You’d think this post would have been done a long time ago, considering the fact that I’ve been studying Japanese for a little over a year now. And suprisingly, it hasn’t been fear of Kanji that has been holding me back all this time.
You know that saying “Take it with a grain of salt?” It’s an idiom which basically means “You don’t have to take things literally”. When applied to advice, it means what works for one person doesn’t necessarily work for all. I happen to have a habit of taking advice literally. After reading tons of helpful blog posts on Kanji (rather than actually just learning it), I used fancy iPhone apps & games to try to help me learn. I guess the trend in the Japanese learning world at this time is to learn how to read Kanji with less importance put on writing it. It’s practical advice in our technological age. As someone who doesn’t live in Japan, I have no need to write it at this time, yet I do need to read and type it. But what I failed to recall was that everyone has a different learning style.

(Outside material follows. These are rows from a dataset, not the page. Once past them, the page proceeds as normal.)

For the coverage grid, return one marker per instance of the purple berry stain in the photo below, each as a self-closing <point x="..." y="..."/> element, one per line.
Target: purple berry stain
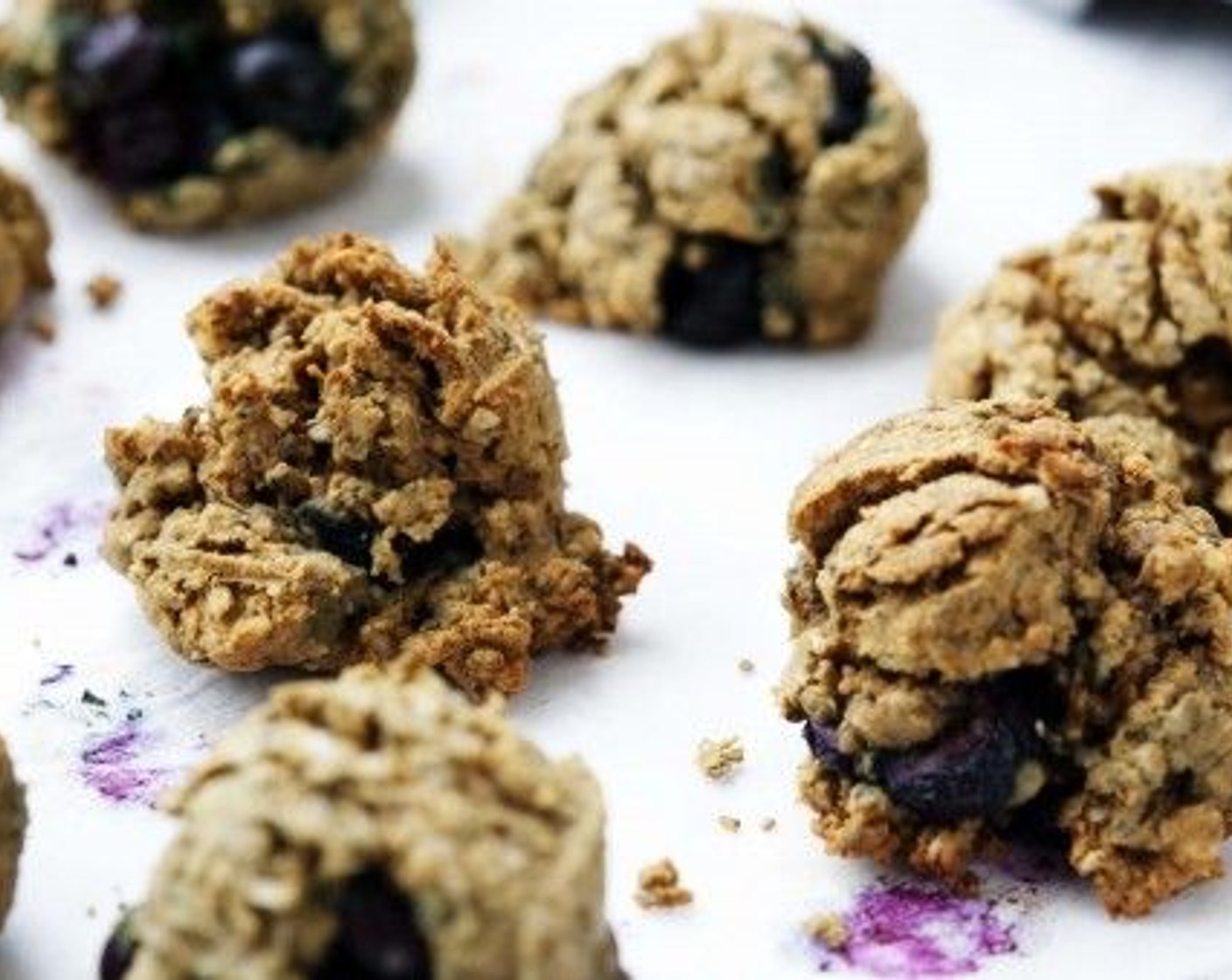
<point x="111" y="765"/>
<point x="57" y="527"/>
<point x="920" y="929"/>
<point x="56" y="675"/>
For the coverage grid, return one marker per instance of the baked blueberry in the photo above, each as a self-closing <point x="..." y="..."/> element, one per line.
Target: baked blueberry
<point x="139" y="144"/>
<point x="966" y="774"/>
<point x="823" y="742"/>
<point x="851" y="78"/>
<point x="290" y="84"/>
<point x="378" y="935"/>
<point x="120" y="952"/>
<point x="162" y="102"/>
<point x="117" y="60"/>
<point x="716" y="304"/>
<point x="347" y="536"/>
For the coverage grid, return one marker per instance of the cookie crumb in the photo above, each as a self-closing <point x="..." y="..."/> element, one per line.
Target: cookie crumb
<point x="828" y="928"/>
<point x="103" y="290"/>
<point x="43" y="328"/>
<point x="719" y="759"/>
<point x="658" y="886"/>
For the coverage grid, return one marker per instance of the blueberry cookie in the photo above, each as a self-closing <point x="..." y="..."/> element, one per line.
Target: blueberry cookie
<point x="201" y="114"/>
<point x="12" y="831"/>
<point x="1128" y="320"/>
<point x="1009" y="629"/>
<point x="746" y="180"/>
<point x="372" y="829"/>
<point x="24" y="243"/>
<point x="377" y="473"/>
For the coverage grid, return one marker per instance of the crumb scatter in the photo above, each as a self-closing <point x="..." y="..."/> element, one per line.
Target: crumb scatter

In my opinion, kanji learning is not a “one size fits all” type of activity. The same way you may study for an exam can be applied to Kanji. You have to stay consistent with your learning style. I happen to benefit from writing things out. Just looking at Kanji was difficult as I easily confused one for the other. So here is MY method to learning Kanji that works for ME.
So I found the workbook pictured above while perusing the aisles of my local Japanese bookstore. I was so lucky to find EXACTLY what I was looking for. A lot of books I found were chock full of kanji, readings and meanings that completeley filled each page. So overwhelming. I wanted a good starting point. The book cost me $15 but is available on Amazon for less than $10. Not bad.
Pretty blurry photo. But you get the idea. You get the kanji, its meanings, radical and MOST IMPORTANTLY example words on the page. There’s tons of space to practice writing and the stroke order is easy to follow. I am actually in the process of tutoring someone else on beginner’s Japanese, so I decided to leave these pages blank for now. I use a cute Japanese Kanji practice book for this purpose.
Not the best handwriting, but I’m working on it! While others advise it’s best to learn simple characters first, I am too impatient for that. I have been learning the most common Kanji as most do, and it’s working out fine for me. I recognize plenty of radicals as I go, so stroke order isn’t as daunting as it might seem. For example the fifth character down in that photo is the character for “week”. The characters for “earth” and “mouth” are located within the little square. I don’t have to worry about remembering the stroke order for those as they have already been memorized.
This is where the fancy apps come in. At this point, I have only been using one app and that is the Kanji Flip app (plan on doing a full review later). I used to use this as my ONLY kanji studying method, and frankly it just wasn’t enough for me. The writing has been instrumental in my memorization process, but using this app is very helpful for retention. I always have this app handy for flipping through whenever I’m out and about. It also uses the SRS technology, which relies on your honesty.
I plan on using Anki very soon for sentences. I am interested in purchasing Tofugu’s Study Decks, but holding off at this time. I’d like to place an emphasis on learning WORDS rather than tons of readings. Look at the most common words the Kanji characters make. USE THEM. Write them, tweet them, lang-8 them… do whatever you usually do when you practice writing real Japanese sentences.
These retention methods help for reading. But how do I remember the stroke order other than writing characters over and over again? You will notice that I continue to mention Tofugu, but they are my study Bible. Tofugu mentions in one of their articles that the most important aspect of memorization is recalling. Rather than staring at something for 5 minutes in order to learn it, let your brain do the work.
Not only do I randomly doodle Kanji characters during breaks at school or while on public transportation, but I like to test myself. It’s fairly simple to test yourself strictly on the writing aspect. I have a piece of paper where I list all the english meanings or sometimes even readings of the kanji, however I indentify them the fastest. I either look at them myself or give the paper to someone else to read aloud to me. Then, just like for a spelling test in elementary school, I write out each Kanji as the meanings are called. I try not to “study” them beforehand. It’s best to do this at random times when you may have forgetten a few. Once you’re done with the test, you know which Kanji you have to put extra time into.
Well, I can’t say that some of my methods aren’t just common sense, but with all the fancy stuff out there, I think it may be helpful to someone to see how the average person learns these things. I’m not exceptionally smart. I never thought I could learn how to read and write Japanese. Yet, here I am, well on my way. I hope this helped someone! If not, I hope it was interesting to read my way of doing things.